March organizer This’l addresses the crowd as the community comes to show their support for the family of Jamyla Bolden. (Lawrence Bryant/St. Louis American)

by Kenya Vaughn
Special to the NNPA from the St. Louis American

Kendric Henderson’s face cringed as she slowly limped on crutches to join the march in memory of her daughter Jamyla Bolden Sunday afternoon. Although she herself had been shot in the leg by the same stray bullets that entered the family home and killed her daughter Tuesday night, the pain she expressed was also the result of a broken heart.

Henderson would ride in pickup truck as several hundred marchers made the mile-long journey from the corner of Ellison and Canfield Drive to Koch Elementary school – where Jamyla had just started fourth grade – to release balloons in her memory.

Yesterday’s event was the brainchild of by rapper This’l, an artist who has used his music to promote redemption from the ashes of urban decay.

For most of the march, chants that were the common soundtrack as protesters marched for Michael Brown Jr. were remixed for Jamyla.

“Jamyla means…,” Rasheen Aldridge shouted. “We’ve got to fight back,” the crowd answered.

“Show me what community looks like,” Aldridge said. “This is what community looks like.”

The call and response chants would continue uninterrupted for the entire march.

“Show me what a family looks like,” Bishop Derrick Robinson chimed in as they arrived at the school playground. “This is what a family looks like.”

Marchers circled around the family once the last few filed in.

“We had a lot of things that we said, but what stands out are community and family,” Jamyla’s principal Howard Fields said as he addressed the crowd. “These are our streets and these are our school as well. I just ask that we continue to really exercise our muscle with regards to family and community and marrying that with school.”

The crowd responded with approval as if they were in Sunday worship service.

Tammie Holland of 100.3 The Beat urged everyone to be active seekers of justice for Jamyla.

“It would be so very unfortunate if this mother could not get closure – If you say something, say something. Holland said. “We cannot have a community and a culture where it is acceptable to kill our children. Today is far too beautiful for us to be standing here mourning for a child.”

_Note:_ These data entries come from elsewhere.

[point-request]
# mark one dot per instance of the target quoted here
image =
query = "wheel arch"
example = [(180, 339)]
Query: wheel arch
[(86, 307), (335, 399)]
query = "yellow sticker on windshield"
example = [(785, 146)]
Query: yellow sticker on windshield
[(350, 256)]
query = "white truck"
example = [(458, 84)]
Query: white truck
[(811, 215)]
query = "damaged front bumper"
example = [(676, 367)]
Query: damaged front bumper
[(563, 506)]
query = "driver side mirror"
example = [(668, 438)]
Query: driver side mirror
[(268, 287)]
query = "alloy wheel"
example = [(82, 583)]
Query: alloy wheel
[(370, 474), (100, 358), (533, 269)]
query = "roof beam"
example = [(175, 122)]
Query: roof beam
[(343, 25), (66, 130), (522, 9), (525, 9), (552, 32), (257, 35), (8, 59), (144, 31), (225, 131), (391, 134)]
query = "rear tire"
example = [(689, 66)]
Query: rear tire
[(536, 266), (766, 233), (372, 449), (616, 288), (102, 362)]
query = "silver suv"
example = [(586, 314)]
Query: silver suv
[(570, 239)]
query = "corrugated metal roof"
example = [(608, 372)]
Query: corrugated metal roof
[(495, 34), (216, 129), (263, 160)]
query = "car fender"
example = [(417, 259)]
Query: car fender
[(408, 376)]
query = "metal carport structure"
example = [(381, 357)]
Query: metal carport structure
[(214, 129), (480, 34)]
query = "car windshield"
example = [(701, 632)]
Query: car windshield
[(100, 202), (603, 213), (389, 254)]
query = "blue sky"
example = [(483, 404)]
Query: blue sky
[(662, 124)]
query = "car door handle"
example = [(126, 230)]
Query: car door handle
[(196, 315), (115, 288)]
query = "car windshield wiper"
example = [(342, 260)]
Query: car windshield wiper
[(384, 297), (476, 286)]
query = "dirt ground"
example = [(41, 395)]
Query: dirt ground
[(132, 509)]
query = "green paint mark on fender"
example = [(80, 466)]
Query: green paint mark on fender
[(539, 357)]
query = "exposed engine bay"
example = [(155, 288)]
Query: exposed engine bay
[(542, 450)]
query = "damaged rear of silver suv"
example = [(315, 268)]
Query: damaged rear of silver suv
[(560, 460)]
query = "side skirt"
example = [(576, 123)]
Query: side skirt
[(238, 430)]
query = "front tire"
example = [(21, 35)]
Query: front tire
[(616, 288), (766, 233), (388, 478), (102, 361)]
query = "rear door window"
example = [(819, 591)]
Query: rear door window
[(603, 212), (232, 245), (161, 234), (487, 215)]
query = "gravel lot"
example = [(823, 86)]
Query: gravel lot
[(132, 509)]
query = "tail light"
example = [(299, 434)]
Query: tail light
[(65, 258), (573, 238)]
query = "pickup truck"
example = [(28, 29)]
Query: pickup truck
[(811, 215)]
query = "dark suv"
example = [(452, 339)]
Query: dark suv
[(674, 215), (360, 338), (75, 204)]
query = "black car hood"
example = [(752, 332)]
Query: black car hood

A large constituency of the St. Louis Urban League was also on hand showing support.

“There are very few things as a grown man that make you speechless – and this is one of those things,” said Michael McMillan, president and CEO of the Urban League of Greater St. Louis.

McMillan added that the Urban League was adding $5000 to the reward fund for information leading to the capture of Jamyla’s killer – nearly doubling the total reward.

“We have to do better as a community to make sure that this never happens again,” McMillan said.

This’l offered a reality check to the crowd.

“When we were chanting we were saying they and them and show ‘them’ what justice looks like. But today, the ‘them’ is us – the ‘them’ is us today,” This’l said. “I grew up trappin’. I grew up gang banging and all of that.

But at a certain point I realized that my life wasn’t meant to be tearing down my community – as a culture, as a community and as a people we need to stop it too.”